Why Your Index Scan Still Reads Thousands of Rows

Common questions engineers search for:
  • ● Why is my indexed query still scanning thousands of rows?
  • ● Why does PostgreSQL / YugabyteDB scan 200k rows even with an index?
  • ● Why doesn’t LIMIT stop an index scan?
This tip explains exactly why that happens and how to design indexes that avoid it.

One of the most confusing moments in query tuning is when you see something like this in an execution plan:

				
					Index Scan
Rows scanned: 200,000
Rows returned: 100
				
			

Wait… what? You created the index specifically to make the query faster, yet the database still scans hundreds of thousands of rows.

This is one of the most common indexing misunderstandings.

An index does not guarantee that only a few rows are scanned.

It only determines where the database begins reading.

This difference is critical when designing effective indexes.

To see why, let’s reproduce the scenario with a simple dataset. We’ll create a table with one million rows, add a basic index on tenant_id, and run a query that retrieves recent activity for a tenant.

Even though the query uses the index, we’ll see that YugabyteDB still scans hundreds of thousands of rows before returning the first 100.  Once we understand why this happens, we’ll design a better index in the next tip that allows the database to stop scanning almost immediately.

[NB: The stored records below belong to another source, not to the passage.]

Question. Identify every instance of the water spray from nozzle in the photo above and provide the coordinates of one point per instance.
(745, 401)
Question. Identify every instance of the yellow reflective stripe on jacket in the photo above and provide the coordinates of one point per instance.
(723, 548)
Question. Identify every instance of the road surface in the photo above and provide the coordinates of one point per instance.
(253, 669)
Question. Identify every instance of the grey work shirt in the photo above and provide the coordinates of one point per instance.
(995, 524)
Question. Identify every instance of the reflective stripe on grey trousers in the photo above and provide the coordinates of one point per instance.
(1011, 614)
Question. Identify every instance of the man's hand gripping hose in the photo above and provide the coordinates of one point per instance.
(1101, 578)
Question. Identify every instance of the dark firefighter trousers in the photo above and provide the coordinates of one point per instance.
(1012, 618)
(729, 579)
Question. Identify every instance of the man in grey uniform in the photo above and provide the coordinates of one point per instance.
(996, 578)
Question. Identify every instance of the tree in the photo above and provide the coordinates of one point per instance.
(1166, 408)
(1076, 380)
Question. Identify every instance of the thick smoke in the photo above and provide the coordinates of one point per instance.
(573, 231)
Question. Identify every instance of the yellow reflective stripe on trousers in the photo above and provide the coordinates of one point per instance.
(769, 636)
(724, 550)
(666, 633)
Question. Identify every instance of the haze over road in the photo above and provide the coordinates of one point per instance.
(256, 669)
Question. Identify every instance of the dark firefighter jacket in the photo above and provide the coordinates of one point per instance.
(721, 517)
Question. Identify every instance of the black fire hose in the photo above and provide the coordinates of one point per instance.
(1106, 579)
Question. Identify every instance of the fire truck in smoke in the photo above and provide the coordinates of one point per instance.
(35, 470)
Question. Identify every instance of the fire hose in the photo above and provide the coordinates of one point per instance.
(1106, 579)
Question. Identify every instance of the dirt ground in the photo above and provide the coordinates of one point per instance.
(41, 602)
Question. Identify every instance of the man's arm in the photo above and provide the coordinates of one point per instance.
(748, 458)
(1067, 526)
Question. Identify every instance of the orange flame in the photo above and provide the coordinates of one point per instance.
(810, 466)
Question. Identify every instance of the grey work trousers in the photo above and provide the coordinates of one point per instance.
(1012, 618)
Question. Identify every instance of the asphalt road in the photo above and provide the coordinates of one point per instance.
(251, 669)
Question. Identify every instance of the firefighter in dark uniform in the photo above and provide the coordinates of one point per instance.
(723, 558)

🔎 Key Insight Indexes only control where scanning starts. If the index does not include enough filtering columns, the database may still need to scan very large ranges.
🧭 The Index Tuning Journey

This series shows how index tuning usually happens in stages. Each tip removes one layer of wasted work so YugabyteDB can answer the query more efficiently.

Tip Focus What Improves
1 Choose the right column order in an index The index matches the query shape better
2 Why your index scan still reads thousands of rows Shows why index usage alone is not enough
3 How to eliminate “Rows Removed by Filter” More filtering happens in the index before table reads
4 How IN() predicates create multiple index ranges Multiple predicate combinations create distinct index ranges
5 How ORDER BY LIMIT Can Change the Best Index in YugabyteDB Sort work can be reduced or eliminated
6 How covering indexes eliminate table reads The query may avoid table access entirely
7 Designing the best index for a query All tuning ideas come together into one practical design

Step 1: Create a Realistic Table

For this demo we’ll simulate a multi-tenant activity logging system.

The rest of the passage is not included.